With the advancement of web 2.0, an explosion of user-generated content (UGC) on the internet is evident through various platforms such as social media (Twitter, Facebook, Youtube), forums (Quora, Reddit), and e-commerce (Amazon, Alibaba, eBay) sites. Increasingly, critical information is posted on these platforms by embedding it in different modalities, such as images and videos. Such posts are not accessible to conventional web crawling technology focusing on a post's text alone. Extraction of embedded text for analysis can support many roles, including business analysts, policymakers, and law-enforcement agencies. For example, on e-commerce sites such as eBay and Alibaba, medical products are advertised where the ingredient lists are only visible on the product's image (see Appendix Figure 1). Law enforcement and medical regulators would like to quantify the trade in illegal or harmful ingredients sold online to provide intelligence to focus enforcement interventions and better policy decision-making. Similarly, policymakers are interested in analysing polarization, including opposition and hate speech within political discourse, such as short comments embedded within shared images that offer insights into sentiment and sarcasm (see Appendix Figure 2).
Recent advancement in computer vision and natural language processing (NLP) domains using deep learning techniques has made the prospect of performing automated multimodal information extraction of such embedded UGC viable. Various researchers have investigated diverse multimodal document understanding tasks such as Representation learning [1 - 2], Table-structure recognition [3 - 4], detecting textual region [5 - 6], Entity extraction [7 - 9], and so on from images. A few recent studies have used Optical Character Recognition (OCR) [11,13] and Convolutional Neural Network (CNN)  methods to detect ingredient labels for food and cosmetics to check if products are Halal. Further, a few studies have automatically classified images containing embedded text to classify online hate [14-16] and sentiment , using multimodal feature extraction such as OCR and CNN pre-trained models. Motivated by these studies on multimodal document understanding tasks, this project will explore how effective multimodal deep-learning NLP models can deliver information extraction from text embedded within posted images in support of social science focussed downstream applications. Specifically, this project will focus on extracting ingredient labels from medicine products (to support illegal ingredient analysis) and comments embedded into images posted online in political discourse (to support political sentiment analysis).
This project will use publicly available datasets such as the Facebook Hateful Meme dataset , CORDS , and PubTables-1M  to build a multimodal information extraction model. Further, we will curate annotated resources posted in Reddit forums, social media, and e-commerce sites to perform information extraction for the social science topics we are interested in (i.e., ingredients from images of medicine products for sale; hatred and sentiment classification of political image captions).
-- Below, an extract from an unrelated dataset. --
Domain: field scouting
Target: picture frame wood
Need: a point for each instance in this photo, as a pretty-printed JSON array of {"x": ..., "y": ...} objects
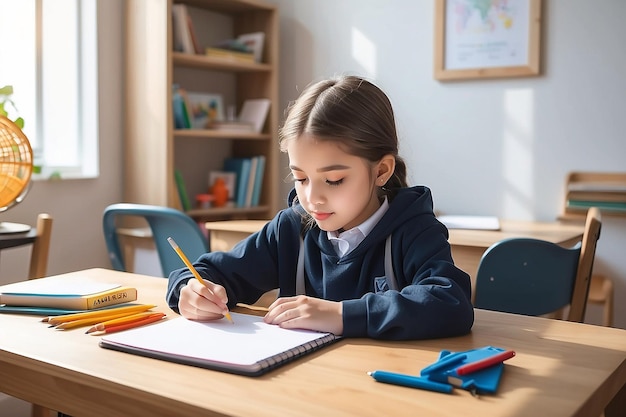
[{"x": 496, "y": 41}]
We will apply state-of-the-art document understanding methods to perform the multimodal information extraction task. First, we will perform feature extraction of the image using a representation learning method such as Docformer . Further, we will detect text regions and areas of interest in the image using techniques such as CascadeTabnet  and DocExtractor  and extract the text itself using Optical Character Recognition (OCR) models like Tesseract OCR .
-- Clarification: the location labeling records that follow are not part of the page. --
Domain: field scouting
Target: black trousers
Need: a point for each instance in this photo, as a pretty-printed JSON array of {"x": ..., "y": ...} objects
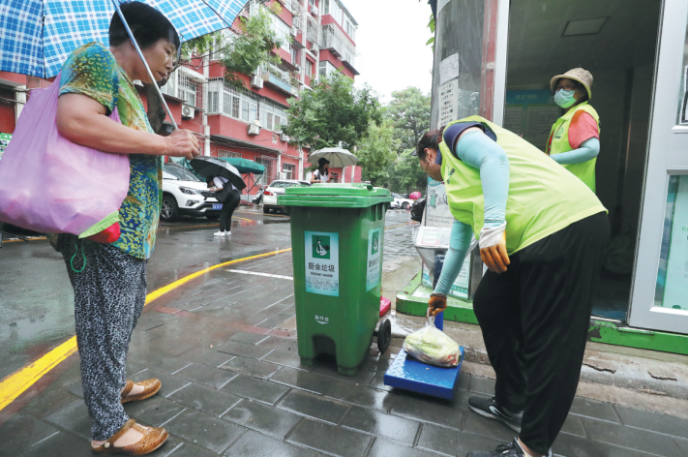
[
  {"x": 228, "y": 206},
  {"x": 535, "y": 319}
]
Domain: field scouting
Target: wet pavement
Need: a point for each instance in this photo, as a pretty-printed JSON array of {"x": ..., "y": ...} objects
[{"x": 224, "y": 346}]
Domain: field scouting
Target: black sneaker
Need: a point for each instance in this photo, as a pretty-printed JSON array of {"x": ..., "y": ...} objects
[
  {"x": 506, "y": 450},
  {"x": 488, "y": 408}
]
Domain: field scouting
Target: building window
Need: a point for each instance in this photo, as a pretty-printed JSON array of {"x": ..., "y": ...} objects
[
  {"x": 225, "y": 153},
  {"x": 288, "y": 171}
]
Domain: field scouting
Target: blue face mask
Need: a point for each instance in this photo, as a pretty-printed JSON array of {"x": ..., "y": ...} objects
[{"x": 564, "y": 98}]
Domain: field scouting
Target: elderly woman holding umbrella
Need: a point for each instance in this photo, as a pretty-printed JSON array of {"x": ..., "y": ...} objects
[{"x": 110, "y": 283}]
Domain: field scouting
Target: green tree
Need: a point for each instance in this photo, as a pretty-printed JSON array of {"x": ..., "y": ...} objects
[
  {"x": 410, "y": 112},
  {"x": 405, "y": 174},
  {"x": 377, "y": 151},
  {"x": 333, "y": 111}
]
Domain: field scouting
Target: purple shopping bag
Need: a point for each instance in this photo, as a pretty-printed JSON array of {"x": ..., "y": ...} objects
[{"x": 49, "y": 184}]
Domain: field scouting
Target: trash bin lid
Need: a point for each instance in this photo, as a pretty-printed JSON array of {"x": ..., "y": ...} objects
[{"x": 335, "y": 196}]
This project will set a new baseline for multimodal information extraction of small text from embedded images, co-designed and tailored for use in social science applications. Outputs from this project will be: i. Dataset - new multimodal dataset for training information extraction algorithms from small text embedded in images tailored for criminology and political science applications. In addition, this dataset will be used to explore the potential for comparative studies on different social science topics, such as the pattern of word usage in a political context (emotive embedded text to influence individuals) and criminal context (advertising language used to obfuscate illegal ingredients in medical products). ii. NLP models - novel multimodal NLP model for information extractions iii. Lessons learnt - experience and lessons learnt from applying modern deep-learning NLP to this type of social science problem areas iv. Exploitation - stakeholder co-design exploitation strategy leading to a proposal submitted to a funder (e.g., MHRA, DEFRA, or DSTL DASA).